Des jardins et des fleurs.
Le lecteur, plongé dans son livre, est comme le promeneur d’un jardín d’agrémement. Il suit les sentiers tracés parmi les massifs de roses, admire l’effet du vent qui joue dans les ajoncs à la pointe d’une pièce d’eau, admire le cadrage des fenêtres d’un kiosque à musique soigneusement tourné dans un bois odoriférant, sourit à une pierre posée là, qui évoque le profil d’un indien… Pourvu que le jardin soit réussi, le jardinier est oublié. Nul ne songe aux heures qu’il a passées dans une friche vierge, à élaborer patiemment les détails de son œuvre, sauf peut-être un autre jardinier.
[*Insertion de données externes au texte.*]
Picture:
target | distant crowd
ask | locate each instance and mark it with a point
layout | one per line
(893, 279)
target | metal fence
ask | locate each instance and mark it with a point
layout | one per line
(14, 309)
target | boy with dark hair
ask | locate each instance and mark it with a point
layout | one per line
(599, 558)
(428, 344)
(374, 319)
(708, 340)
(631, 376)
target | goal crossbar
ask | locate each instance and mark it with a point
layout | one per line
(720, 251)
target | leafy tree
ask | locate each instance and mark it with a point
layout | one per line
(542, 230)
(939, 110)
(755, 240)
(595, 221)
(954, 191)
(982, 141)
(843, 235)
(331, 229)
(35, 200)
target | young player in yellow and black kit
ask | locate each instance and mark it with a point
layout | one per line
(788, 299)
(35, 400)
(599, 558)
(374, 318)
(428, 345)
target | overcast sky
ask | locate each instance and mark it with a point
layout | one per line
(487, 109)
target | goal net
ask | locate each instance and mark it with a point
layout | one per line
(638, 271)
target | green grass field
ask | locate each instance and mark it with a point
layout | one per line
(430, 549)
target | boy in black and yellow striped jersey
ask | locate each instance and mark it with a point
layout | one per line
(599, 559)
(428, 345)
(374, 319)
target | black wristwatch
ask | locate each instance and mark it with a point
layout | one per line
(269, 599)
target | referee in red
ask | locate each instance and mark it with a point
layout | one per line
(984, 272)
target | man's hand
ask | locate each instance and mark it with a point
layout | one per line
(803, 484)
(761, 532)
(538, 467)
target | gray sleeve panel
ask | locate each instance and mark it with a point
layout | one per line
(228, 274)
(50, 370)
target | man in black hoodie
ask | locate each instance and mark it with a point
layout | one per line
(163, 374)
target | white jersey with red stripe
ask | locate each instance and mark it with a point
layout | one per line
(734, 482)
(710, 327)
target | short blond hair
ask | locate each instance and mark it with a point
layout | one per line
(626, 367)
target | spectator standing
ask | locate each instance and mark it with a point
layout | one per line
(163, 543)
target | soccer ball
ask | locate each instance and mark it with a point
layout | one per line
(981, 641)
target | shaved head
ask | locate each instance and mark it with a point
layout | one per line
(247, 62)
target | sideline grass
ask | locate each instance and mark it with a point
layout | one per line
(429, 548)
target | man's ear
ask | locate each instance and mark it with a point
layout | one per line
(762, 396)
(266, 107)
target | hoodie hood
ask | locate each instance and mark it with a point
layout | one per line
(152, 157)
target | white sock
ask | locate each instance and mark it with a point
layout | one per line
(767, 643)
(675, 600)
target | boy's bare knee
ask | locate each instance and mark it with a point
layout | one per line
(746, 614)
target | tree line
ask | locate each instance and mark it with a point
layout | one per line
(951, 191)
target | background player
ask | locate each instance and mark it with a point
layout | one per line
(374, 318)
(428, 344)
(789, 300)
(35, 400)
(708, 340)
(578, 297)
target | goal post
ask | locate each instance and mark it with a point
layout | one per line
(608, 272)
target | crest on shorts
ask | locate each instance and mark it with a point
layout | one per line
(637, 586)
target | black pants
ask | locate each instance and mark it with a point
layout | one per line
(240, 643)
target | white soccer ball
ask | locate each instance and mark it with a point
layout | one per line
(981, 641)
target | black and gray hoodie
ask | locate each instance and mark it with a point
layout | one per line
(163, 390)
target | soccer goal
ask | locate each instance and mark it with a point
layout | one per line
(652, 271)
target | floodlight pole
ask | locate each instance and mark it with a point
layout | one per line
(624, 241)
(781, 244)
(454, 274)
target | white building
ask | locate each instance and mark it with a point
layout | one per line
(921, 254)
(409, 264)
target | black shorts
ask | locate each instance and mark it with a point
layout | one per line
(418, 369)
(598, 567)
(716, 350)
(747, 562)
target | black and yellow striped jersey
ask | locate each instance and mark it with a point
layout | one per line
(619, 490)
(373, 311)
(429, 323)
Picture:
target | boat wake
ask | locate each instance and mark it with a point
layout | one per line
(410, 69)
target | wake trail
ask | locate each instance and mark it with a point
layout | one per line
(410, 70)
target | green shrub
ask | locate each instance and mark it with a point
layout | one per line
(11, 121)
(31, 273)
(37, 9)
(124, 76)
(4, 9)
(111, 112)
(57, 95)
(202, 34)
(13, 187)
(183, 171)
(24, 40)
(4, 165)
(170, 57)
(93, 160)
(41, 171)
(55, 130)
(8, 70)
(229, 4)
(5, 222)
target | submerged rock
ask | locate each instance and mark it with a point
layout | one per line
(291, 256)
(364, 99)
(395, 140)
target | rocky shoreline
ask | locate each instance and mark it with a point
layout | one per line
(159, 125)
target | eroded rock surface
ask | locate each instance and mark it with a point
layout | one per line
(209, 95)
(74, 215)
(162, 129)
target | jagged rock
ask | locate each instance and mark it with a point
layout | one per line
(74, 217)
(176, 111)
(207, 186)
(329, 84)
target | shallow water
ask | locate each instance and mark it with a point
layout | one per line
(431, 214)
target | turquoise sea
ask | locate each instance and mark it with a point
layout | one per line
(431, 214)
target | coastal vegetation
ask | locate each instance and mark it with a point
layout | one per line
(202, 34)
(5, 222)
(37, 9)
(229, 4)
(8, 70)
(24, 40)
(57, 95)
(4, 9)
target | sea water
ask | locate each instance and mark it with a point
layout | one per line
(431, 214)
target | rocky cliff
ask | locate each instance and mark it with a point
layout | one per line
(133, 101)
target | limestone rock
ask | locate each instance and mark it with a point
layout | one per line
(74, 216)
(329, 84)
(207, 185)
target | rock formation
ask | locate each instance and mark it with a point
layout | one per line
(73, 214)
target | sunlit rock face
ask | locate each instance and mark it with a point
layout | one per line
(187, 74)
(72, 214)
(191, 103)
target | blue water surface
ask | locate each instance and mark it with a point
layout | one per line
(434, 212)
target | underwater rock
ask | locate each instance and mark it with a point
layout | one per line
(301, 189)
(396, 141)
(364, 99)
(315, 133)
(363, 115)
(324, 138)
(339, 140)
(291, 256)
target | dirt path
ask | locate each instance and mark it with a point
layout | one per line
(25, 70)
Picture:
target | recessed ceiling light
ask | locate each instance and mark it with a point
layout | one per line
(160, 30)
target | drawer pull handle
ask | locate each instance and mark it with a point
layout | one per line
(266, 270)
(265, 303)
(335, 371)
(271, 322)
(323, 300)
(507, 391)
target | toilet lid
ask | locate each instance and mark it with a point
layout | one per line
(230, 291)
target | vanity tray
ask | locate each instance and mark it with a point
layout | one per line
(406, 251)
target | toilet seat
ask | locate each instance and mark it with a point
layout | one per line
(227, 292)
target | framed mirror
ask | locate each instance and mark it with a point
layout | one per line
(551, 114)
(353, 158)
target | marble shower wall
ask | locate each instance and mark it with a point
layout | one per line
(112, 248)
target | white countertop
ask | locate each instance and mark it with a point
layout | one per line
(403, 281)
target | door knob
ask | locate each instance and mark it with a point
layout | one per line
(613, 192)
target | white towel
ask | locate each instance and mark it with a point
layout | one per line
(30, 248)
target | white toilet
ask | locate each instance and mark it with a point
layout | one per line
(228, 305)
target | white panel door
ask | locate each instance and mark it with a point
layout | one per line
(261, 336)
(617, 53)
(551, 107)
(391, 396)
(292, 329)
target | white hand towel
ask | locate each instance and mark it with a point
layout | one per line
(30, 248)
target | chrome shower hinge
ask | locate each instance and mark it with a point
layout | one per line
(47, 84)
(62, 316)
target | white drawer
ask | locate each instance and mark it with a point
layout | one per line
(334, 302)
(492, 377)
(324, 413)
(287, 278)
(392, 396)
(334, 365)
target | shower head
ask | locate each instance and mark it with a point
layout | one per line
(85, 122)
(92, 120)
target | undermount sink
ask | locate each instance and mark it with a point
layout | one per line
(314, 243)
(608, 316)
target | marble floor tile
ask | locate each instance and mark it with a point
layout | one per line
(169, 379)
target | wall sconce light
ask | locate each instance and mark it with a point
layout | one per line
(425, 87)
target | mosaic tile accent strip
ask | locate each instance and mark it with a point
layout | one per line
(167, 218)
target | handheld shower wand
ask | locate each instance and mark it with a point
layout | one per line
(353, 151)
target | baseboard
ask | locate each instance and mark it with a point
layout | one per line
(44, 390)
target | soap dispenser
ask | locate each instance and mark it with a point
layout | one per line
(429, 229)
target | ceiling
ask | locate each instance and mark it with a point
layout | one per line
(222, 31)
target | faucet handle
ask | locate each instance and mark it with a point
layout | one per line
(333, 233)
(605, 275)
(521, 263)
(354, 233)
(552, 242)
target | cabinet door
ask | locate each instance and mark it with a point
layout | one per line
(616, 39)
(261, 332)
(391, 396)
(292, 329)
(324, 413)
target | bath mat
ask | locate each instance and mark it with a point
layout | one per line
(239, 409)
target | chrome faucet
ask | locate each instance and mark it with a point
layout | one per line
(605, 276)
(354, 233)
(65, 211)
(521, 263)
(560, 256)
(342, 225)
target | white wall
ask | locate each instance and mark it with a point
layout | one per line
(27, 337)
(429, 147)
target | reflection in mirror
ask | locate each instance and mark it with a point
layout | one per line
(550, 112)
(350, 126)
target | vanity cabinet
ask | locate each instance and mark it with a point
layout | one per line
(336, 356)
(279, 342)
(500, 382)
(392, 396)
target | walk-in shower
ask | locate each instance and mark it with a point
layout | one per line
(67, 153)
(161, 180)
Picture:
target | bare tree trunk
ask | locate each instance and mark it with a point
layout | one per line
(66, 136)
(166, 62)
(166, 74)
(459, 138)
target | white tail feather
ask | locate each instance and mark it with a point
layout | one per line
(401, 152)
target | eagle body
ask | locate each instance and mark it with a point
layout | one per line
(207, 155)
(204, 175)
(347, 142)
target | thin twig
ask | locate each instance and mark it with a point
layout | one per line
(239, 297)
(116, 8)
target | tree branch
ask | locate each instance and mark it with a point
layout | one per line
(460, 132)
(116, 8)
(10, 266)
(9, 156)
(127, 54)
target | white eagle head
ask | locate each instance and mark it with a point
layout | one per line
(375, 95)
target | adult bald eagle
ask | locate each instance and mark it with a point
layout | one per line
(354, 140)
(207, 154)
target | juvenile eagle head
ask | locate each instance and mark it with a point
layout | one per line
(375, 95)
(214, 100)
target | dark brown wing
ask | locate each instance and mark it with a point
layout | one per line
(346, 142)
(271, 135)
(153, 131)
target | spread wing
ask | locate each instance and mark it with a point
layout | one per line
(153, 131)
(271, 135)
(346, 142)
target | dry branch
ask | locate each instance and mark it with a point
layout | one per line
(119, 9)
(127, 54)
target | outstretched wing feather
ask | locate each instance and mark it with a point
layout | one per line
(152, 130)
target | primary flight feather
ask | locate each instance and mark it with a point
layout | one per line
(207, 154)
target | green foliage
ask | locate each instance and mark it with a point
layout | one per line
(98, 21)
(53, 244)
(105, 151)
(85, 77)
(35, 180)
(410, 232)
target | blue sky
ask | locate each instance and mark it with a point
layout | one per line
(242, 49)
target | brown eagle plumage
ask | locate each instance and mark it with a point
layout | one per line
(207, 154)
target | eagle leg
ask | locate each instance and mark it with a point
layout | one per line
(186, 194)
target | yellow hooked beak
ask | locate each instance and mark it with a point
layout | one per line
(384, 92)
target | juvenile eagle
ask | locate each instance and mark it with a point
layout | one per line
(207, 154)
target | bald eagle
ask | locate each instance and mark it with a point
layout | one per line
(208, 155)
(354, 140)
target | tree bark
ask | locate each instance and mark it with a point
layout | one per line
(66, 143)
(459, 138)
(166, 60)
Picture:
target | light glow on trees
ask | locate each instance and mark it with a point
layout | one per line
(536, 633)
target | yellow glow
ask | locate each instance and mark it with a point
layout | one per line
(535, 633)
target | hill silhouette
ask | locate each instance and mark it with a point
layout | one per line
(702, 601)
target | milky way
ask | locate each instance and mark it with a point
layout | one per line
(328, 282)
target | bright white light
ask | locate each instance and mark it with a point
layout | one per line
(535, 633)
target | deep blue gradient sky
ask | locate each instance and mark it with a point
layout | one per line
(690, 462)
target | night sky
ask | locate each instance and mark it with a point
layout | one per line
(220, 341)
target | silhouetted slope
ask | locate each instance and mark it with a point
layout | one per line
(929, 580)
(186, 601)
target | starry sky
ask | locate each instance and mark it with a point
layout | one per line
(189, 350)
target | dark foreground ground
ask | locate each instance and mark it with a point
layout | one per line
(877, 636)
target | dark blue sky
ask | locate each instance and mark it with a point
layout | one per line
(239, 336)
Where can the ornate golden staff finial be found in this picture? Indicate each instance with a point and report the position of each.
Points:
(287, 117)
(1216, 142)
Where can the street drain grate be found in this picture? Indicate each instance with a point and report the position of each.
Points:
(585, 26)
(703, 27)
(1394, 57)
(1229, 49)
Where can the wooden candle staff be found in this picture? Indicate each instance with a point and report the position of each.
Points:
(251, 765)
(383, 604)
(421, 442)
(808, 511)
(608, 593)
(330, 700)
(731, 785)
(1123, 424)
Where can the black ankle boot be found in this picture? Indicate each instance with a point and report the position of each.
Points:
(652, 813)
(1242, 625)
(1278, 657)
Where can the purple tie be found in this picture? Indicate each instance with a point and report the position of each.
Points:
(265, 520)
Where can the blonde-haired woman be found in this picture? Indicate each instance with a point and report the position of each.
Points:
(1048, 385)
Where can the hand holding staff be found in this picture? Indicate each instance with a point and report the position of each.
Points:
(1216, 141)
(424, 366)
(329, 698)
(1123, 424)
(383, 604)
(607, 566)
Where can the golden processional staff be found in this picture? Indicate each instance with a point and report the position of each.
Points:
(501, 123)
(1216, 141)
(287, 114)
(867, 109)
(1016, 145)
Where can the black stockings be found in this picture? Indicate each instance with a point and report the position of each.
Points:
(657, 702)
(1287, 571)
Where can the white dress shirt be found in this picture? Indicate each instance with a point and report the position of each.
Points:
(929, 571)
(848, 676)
L’auteur, comme le jardinier, trace ses méandres au cordeau, apprivoise son histoire, la contraint à épouser la nature du terrain. Si l’on trouve là de la rocaille, là des tulipes, c’est que la terre est propice ici à telle ou telle floraison. Celui qui est le plus à même de déchiffrer le plan du jardin de l’auteur, c’est le traducteur, qui se promène dans les allées avec l’œil d’un jardinier étranger, né sous un climat où ne poussent pas les mêmes variétés. Trouve-ton des baobabs dans un jardin breton ? Il se prend à rêver de reconstruire chez lui le même jardin, de reproduire les mêmes effets en s’adaptant aux essences qui pourront fleurir sous son ciel. De temps en temps, il découvre une plante qui lui est inconnue, dont il ne trouve nulle mention dans ses almanachs. Il en prélève alors une bouture et la transplante en espérant qu’elle prenne. Et puis, son jardin reconstruit, il y promène un œil critique. Ce bleu, là, n’est pas tout à fait celui qu’il espérait, et en le contemplant de plus près, il s’aperçoit, mais oui, que sans s’en rendre compte il a trimballé sous ses chaussures quelques graviers du jardin d’origine qui sont venus se déposer dans le sien. C’est ainsi que, des années après avoir traduit « le porteur d’os » de Richard Beard, j’ai découvert, en préparant un cours d’anglais pour des élèves architectes, le nom d’un représentant du Bauhaus qui m’était étrangement familier. Moholy-Nagy. Moholy, c’était le nom de l’un des personnages du livre, et Nagy, celui de la femme de l’auteur. Coïncidence ? Non bien sûr, clin d’œil de l’auteur à son histoire personnelle, appuyé par la consonance du nom. Dans une histoire de Saintes Reliques, le Holy (en anglais « sacré ») venait juste à point relever l’odeur d’épices d’un massif de giroflées autrement innocent. Mais l’innocence n’est pas le point fort des auteurs, qui se plaisent à cacher sous la plus humble marguerite une perle où tous les lecteurs, même les plus attentifs, ne verront qu’un caillou.